II have not done any formal benchmarking, but I really don’t need to. The few models I tried (LLama-4-scout, Qwen3-80-a3b and a few others) run at a speed I would expect from unquantized models. They run, but I wouldn’t select these over other quants.
I noted the weird nvidia-smi and don’t know what to make of that either.
Unrelated – got GLM 4.6V/awq running last night and really impressed.
Nice. How is the speed? How did you run it? I am actually working on quantizing GLM 4.6v right now at an nvfp4 level, quantizing both the weights and the activation functions (thus, GLM-4.6v-NVFP4-W4A4).
In most cases, running unquantized models won’t give you any advantage over FP8/AWQ-8bit/GGUF Q8_0 quants, and even 4-bit quants are usually adequate for most tasks.
My point is that there are currently no benefits from using NVFP4 on Spark compared to AWQ quants. AWQ is substantially faster and I’m not sure about accuracy either, as AWQ keeps activation weights at 16 bit, and NVFP4 converts everything into FP4.
The only advantage NVFP4 would bring is increasing prompt processing speed and total throughput on Blackwell hardware (not even the token generation for a single request). However, I’m not seeing that yet - I’ve posted benchmarks here.
So, by using NVFP4, you are just losing big on performance on Spark, at least currently, compared to 4-bit AWQ quant. 83 t/s vs 64 t/s is a big difference.
AWQ, based on your experiments, run quicker than nvfp4. I did not know this, as I’ve just dived into this space (I’m coming from rust/networking/cryptography). Could it be that NVFP4 is just under-optimized right now, and once it is optimized, it will be faster than other quant methods (like AWQ) at the same bitness and compatible hardware (in this case, our DGX Sparks)?
If you just posted something like “look - I managed to get NVFP4 working on my Spark”, I’d probably just gave you some extra pointers and moved on. Sorry if I sounded too harsh, but when you make bold claims like this, be prepared for someone to challenge it.
Also, a minor editing/fact checking would improve the article quality significantly.
I’m referring to stuff like nvidia-smi output that doesn’t make any sense, or claiming that GB10 is CUDA 12.1 device.
I am (obviously) a big fan of AI, and I use it a lot, but we are all doing everyone a disservice when we don’t check the output. It gets ingested into search engines and training sets for future LLMs and degrades the quality for all of us.

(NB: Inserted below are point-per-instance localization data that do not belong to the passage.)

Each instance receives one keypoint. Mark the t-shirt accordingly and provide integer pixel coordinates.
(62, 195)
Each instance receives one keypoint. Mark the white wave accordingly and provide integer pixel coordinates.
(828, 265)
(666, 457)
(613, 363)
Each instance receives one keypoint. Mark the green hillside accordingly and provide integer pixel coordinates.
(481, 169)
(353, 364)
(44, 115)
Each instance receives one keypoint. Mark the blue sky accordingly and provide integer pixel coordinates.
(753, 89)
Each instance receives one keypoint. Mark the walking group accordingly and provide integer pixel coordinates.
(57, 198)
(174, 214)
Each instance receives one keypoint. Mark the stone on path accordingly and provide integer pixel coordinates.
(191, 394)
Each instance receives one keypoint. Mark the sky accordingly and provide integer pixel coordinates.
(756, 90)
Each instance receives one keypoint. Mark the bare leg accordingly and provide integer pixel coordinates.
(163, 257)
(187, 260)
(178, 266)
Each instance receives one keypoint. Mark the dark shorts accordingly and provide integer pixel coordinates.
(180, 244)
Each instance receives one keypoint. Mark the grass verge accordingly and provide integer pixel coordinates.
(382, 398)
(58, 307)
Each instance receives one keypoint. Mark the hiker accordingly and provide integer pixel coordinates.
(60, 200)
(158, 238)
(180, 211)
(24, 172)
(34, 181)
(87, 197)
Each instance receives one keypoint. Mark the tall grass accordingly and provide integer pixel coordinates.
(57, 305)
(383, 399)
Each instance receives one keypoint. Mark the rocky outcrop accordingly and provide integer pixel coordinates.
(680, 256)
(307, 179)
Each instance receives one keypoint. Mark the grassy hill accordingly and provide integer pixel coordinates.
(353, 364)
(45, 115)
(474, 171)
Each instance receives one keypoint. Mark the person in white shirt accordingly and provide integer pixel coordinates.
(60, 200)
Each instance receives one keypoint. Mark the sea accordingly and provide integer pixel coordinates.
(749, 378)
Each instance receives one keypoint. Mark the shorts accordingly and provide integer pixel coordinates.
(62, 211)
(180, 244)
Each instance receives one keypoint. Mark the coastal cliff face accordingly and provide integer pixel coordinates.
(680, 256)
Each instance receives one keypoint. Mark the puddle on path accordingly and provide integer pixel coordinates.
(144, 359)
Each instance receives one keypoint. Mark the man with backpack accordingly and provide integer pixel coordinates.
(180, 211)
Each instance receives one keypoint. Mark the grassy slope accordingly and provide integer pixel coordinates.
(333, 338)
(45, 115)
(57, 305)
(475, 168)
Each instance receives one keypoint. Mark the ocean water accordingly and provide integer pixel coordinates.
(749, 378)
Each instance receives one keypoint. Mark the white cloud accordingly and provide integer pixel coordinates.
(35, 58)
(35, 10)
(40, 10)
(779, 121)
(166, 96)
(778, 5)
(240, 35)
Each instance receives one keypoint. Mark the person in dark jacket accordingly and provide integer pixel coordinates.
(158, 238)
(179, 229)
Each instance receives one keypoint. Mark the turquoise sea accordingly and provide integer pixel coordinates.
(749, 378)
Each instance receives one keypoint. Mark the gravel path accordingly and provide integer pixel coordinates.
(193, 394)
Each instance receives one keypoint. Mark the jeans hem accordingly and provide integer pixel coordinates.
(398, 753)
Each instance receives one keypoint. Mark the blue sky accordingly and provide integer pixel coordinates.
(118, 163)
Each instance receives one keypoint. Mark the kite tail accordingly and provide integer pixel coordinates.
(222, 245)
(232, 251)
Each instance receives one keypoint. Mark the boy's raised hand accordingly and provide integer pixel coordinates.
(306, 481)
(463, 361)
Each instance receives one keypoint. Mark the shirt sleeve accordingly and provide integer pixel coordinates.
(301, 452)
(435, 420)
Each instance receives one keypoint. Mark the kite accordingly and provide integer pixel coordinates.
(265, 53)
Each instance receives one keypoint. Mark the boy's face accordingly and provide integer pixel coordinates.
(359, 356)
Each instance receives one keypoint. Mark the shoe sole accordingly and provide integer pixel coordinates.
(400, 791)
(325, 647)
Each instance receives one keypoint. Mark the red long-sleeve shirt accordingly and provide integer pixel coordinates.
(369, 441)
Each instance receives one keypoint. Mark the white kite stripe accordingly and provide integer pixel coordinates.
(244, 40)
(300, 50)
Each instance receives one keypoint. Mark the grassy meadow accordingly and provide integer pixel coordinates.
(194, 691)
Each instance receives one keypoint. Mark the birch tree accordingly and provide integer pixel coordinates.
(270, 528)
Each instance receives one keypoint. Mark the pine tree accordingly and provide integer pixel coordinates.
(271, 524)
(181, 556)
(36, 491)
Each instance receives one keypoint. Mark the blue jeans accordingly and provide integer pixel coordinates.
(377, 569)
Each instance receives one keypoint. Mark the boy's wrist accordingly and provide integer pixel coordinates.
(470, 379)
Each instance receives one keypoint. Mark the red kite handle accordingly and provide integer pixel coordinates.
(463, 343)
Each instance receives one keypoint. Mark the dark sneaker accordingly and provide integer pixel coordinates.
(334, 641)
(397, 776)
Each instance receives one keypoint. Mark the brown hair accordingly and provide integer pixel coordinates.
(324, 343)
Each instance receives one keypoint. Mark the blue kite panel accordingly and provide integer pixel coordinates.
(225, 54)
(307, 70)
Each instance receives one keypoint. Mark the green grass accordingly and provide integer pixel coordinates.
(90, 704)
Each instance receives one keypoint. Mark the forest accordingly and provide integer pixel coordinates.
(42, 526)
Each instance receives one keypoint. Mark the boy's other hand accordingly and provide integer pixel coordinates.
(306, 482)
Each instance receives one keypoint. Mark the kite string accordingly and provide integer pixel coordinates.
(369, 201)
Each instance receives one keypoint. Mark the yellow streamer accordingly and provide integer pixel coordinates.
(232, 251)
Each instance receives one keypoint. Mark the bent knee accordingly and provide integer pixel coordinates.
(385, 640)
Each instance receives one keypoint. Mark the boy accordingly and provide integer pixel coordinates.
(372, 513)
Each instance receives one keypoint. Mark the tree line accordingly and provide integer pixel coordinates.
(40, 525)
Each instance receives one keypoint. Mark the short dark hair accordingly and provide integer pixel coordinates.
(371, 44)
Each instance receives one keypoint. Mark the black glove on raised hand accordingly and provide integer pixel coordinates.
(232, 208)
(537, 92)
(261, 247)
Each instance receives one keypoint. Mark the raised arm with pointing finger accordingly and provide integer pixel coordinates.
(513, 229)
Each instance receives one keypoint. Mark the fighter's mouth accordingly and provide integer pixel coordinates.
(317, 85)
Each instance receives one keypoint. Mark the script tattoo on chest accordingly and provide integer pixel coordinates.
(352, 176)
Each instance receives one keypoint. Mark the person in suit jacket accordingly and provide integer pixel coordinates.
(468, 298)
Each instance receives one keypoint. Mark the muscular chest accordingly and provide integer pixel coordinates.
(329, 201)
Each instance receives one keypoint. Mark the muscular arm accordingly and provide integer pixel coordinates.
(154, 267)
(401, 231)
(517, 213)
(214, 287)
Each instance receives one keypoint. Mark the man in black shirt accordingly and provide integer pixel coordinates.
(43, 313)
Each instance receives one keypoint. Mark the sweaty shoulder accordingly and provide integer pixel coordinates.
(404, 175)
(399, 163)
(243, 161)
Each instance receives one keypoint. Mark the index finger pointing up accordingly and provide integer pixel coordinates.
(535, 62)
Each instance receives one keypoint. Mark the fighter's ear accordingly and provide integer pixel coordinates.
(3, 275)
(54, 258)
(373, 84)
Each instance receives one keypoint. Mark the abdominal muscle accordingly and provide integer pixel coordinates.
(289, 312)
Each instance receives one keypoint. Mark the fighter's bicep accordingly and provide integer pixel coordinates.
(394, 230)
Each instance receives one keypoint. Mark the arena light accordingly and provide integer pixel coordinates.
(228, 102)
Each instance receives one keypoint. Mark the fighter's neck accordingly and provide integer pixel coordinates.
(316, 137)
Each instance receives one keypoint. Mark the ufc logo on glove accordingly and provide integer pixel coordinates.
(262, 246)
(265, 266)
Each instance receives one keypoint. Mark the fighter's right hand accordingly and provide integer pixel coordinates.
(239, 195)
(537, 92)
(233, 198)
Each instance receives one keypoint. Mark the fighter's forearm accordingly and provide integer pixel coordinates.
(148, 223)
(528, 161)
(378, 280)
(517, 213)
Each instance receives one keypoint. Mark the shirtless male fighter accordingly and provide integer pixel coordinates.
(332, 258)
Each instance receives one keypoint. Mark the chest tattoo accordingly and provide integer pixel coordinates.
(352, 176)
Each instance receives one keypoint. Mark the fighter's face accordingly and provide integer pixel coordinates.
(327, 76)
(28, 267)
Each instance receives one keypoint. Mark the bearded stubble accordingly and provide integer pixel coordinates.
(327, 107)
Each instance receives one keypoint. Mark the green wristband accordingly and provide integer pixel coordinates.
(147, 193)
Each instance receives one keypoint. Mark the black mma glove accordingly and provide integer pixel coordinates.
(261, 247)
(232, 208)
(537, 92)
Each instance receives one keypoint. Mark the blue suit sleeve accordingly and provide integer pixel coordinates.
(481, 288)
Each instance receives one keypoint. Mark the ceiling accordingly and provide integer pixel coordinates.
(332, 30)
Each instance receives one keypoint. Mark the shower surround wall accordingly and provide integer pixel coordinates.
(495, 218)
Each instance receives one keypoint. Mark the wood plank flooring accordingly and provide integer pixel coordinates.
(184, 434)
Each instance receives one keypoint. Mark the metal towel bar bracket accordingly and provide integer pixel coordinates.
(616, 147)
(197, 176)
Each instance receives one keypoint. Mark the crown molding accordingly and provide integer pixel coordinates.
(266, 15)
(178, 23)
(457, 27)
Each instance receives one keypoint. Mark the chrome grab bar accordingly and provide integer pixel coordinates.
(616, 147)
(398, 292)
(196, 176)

Theoretically, it should run faster, at least for batched requests and prompt processing, because it would utilize native FP4 acceleration in Spark. You can see it in my FP8 results in the same post, which performs slightly better than AWQ 8-bit quant.
FP4, again, in theory, should give even bigger boost on GB10, but we’ll see. Right now the implementation is a bit bugged, but Nvidia folks here said they are working on it.
But that’s just for total throughput and prompt processing (prefill). Token generation will likely be in the same ballpark as AWQ, as it’s mostly memory bandwidth bound, not compute.